Aktuelle Neurologie 2005; 32 - P598
DOI: 10.1055/s-2005-919629

Unilaterale Hypoglossusparese bei Dissektion der Arteria carotis interna

C Walter 1, V Kuhl 1, A Lindner 1
  • 1Stuttgart

Die Dissektion der Arteria carotis interna ist eine häufige Ursache des juvenilen Schlaganfalls. Eine spontane Karotisdissektion ist klinisch typischerweise von einem ipsilateralen Hals- und Kopfschmerz sowie kontralateralen neurologischen Ausfällen begleitet, zusätzlich besteht eventuell ein Hornersyndrom. Bei 3–12% der Fälle mit Karotisdissektionen treten zudem Hirnnervenausfälle auf, in 0,5% Hirnnervenausfälle ohne Kopf- oder Halsschmerzen.

Eine isolierte Hirnnervenläsion kann eine Vielzahl verschiedener Ursachen haben, unter anderem Hirnstammischämien, Aneurysmen, Subarachnoidalblutungen, infektiöse oder nichtinfektiöse Meningitiden, eine Meningeosis carcinomatosa, maligne Tumoren der Schädelbasis, Prozesse im Sinus cavernosus und andere entzündliche Erkrankungen.

Ein isolierter Hirnnervenausfall nach Karotisdissektion, insbesondere eine isolierte Läsion des N. hypoglossus, ist eine seltene Erscheinung.

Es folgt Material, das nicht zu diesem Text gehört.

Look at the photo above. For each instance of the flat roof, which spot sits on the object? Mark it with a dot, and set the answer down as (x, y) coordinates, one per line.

Ein 48-jähriger Mann erlebte 2005 beim Skifahren ohne Trauma heftige Cervikalgien und Cephalgien links, es kam zu Schwindel und Übelkeit, die Kopfschmerzen besserten sich nicht wesentlich auf Analgetikaeinnahme. Vier Tage später wich die Zunge zur linken Seite ab. Im neurologischen Untersuchungsbefund fand sich eine Hypoglossusparese links mit Hypogeusie und eine Hypästhesie im Bereich des dritten Trigeminusastes.

Duplexsonographisch zeigte sich eine Dissektion der distalen extrakraniellen A. carotis interna links mit Wandhämatom. Die NMR-Angiographie und -Tomographie bestätigte eine längerstreckige Dissektion der linken A. carotis interna im extrakraniellen Verlauf mit partiell thrombosiertem falschen Lumen ohne höhergradige Stenosierung. Im NMR des Schädels fand sich kein Hinweis auf eine frische Ischämie.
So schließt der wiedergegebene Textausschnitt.